Gillian Zoe Segal spoke with me about her latest book, Getting There: A Book of Mentors, a revealing roundup of thirty leaders, CEOs, and entrepreneurs who divulge the secrets of their success. For most, the road to the top was not paved with gold, and there were plenty of potholes along the way. After completing the interviews, Segal captured the faces of success with her 5D Mark II Canon digital camera. (What a fabulous personal touch!) We discussed how failure, rejection, and jobs in sales are all part of getting there.
A common theme throughout most profiles is failure. Did that surprise you?
I learned that no matter what you pursue, it’s not going to be easy.
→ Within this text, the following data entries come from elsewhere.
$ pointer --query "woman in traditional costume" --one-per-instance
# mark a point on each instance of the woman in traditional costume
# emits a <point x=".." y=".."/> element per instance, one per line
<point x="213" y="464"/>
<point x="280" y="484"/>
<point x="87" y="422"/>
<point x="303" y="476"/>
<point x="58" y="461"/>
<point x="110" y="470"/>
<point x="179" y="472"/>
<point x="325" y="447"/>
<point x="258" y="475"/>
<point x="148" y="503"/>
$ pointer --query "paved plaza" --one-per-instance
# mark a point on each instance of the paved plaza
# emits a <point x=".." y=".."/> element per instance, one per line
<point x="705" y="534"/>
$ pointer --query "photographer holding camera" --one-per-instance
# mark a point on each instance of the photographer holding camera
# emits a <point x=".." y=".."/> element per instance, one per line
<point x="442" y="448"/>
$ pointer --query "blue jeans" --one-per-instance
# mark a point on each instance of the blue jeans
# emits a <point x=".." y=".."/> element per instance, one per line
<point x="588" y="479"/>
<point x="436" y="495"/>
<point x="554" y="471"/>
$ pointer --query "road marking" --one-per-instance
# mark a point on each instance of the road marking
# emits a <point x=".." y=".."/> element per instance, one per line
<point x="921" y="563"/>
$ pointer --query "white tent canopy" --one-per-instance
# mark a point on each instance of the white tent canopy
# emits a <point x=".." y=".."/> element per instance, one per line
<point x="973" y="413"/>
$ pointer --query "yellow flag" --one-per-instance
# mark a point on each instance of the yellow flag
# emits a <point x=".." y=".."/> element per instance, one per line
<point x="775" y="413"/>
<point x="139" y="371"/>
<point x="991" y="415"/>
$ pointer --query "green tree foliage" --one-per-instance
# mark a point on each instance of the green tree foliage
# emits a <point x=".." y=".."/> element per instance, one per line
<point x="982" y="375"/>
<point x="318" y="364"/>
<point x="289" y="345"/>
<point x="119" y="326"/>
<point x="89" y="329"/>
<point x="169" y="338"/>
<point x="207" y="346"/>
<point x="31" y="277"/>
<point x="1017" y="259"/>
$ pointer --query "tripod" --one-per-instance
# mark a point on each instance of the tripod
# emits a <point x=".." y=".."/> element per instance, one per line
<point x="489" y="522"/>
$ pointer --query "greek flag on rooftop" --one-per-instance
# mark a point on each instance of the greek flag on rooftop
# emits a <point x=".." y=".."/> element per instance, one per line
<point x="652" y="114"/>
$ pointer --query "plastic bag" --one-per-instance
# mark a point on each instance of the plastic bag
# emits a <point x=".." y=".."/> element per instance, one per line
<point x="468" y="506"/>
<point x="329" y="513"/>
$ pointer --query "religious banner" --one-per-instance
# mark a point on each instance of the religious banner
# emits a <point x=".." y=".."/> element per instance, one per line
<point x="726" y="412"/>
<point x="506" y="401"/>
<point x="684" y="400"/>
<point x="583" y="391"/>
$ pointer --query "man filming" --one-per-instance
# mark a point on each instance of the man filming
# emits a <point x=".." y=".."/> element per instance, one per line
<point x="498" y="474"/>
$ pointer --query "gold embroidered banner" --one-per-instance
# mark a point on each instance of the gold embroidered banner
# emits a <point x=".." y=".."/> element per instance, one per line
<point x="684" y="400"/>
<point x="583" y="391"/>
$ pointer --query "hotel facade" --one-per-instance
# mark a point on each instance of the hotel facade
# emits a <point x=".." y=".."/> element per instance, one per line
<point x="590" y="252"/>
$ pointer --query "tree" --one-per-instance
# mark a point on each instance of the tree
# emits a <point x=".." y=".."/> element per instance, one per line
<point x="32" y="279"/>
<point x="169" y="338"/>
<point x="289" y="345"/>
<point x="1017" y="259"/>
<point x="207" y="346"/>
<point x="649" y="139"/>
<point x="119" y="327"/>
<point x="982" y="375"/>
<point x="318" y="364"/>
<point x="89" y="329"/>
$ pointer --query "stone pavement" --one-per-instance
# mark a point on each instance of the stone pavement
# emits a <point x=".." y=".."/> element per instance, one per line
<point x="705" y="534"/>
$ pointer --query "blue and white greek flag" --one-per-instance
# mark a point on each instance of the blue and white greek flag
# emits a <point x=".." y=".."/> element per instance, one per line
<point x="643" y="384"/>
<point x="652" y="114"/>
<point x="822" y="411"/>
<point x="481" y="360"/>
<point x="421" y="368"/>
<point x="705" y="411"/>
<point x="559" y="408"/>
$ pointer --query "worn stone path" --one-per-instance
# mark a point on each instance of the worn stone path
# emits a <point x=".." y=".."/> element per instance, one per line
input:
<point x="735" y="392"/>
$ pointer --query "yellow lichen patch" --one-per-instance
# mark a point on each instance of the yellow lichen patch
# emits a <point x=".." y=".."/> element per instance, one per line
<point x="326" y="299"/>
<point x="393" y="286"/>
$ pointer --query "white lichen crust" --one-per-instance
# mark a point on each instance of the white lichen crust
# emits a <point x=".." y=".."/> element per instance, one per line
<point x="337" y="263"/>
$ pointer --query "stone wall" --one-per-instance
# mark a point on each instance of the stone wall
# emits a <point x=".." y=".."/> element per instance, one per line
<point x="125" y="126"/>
A smooth rise to the top is a fairy tale. The most common thread between all of my subjects is a determination and a resilience; you have to be okay with failure and getting knocked down. I love when Kathy Ireland says "If you’re not failing, you’re not trying hard enough."
Quite a few people cite unscheduled free time during their childhood as pivotal to becoming creative thinkers.
I haven’t discussed playtime with anyone before, but it seemed like many were not over-scheduled as children. Even as an adult, having time to think is important. You need to be a thinker to be a leader. In order to think, you need time to think, use your imagination, and time to imagine what kind of a world you want for yourself.
That seems to fly in the face of what a lot of folks are doing with their children today. How many parents are willing to say, "Go play in the backyard, I’ll see you at dusk!"
Many children are too busy to get to know themselves. They’re too busy doing what their parents want them to do. Many of the interviewees (like Vanity Fair editor Graydon Carter) credit this free time with allowing their imagination to flourish. Creativity was responsible for their ultimate success. I think that in order to be successful, you have to do something that you’re passionate about, and find something that’s within your circle of competence, as Warren Buffett says. In order to find that sweet spot, you have to know yourself. You need a little bit of freedom to meander. If you’re too busy locked into Mandarin lessons and that whole thing, you don't have the time to get to know yourself.
When you were doing these interviews, was there any story that particularly surprised you?
A lot of them! When I started the book, I thought I knew what I wanted the book to be and I had to find people who had a good story. I quickly realized that everyone has a good story. The trick was just getting them to be open enough and sharing it. Because really, no one had it so easy.
I went into the book thinking I would read about easy success, and with perhaps the exception of Warren Buffett, I thought most of the profiles would chronicle meteoric rises.
Who would have thought Michael Bloomberg was a C student? You would never think that J. Craig Venter, the guy who sequenced the human genome, almost failed out of high school. He got a D- because his teachers forced him to write an extra paper so they wouldn’t have to see him again. Then he went to community college, and he really worked his way up with patience and persistence. Sara Blakely, the CEO billionaire founder of Spanx, failed the law school admissions test twice, then loaded rides at Disney in a polyester pantsuit, then spent eight years working for a company that sold fax machines door to door before eventually starting Spanx.
Paper routes were a common childhood job among this group of people too.
I think that is evidence of a solid work ethic. It developed good habits — getting up early, doing your best, having responsibility.
Later on, many of these same people held sales jobs where they were almost guaranteed to see failure and rejection on a daily, if not hourly, basis.
That really surprised me — the value in having some form of a job in sales. A lot of people credit early jobs in sales for equipping them for the skills they needed for their ultimate success. John Paul DeJoria sold encyclopedias door to door, Sara Blakely sold fax machines, Kathy Ireland sold herself in her modeling days, and Jeff Koons sold candy on golf courses. Sales taught them to hone their powers of persuasion and communication, and not to be fatally knocked down by rejection.
Do you have any sales experience?
I spent one summer as a real estate broker. Those skills helped me get people to participate in this book. When I showed somebody an apartment, I wasn’t supposed to let them out of my sight until they put down a deposit. If they walked away, they could reconsider or go with a different broker. If someone shows an interest — if you get a tug on your hook — you focus. Don’t do something else, or the fish will be gone. You have to pull it in right away. When I was asking people to be in the book, and received positive responses, I reacted quickly. I also had to sell people on being subjects in the book, and I heard ‘no’ plenty of times – sometimes from the same people! Frank Gehry rejected me four times before saying yes.
Any parting words of advice?
Don’t take a no from someone who doesn't give you a yes. If you can’t get in the front door, try the back door. Or try crawling in a window. Or a side door.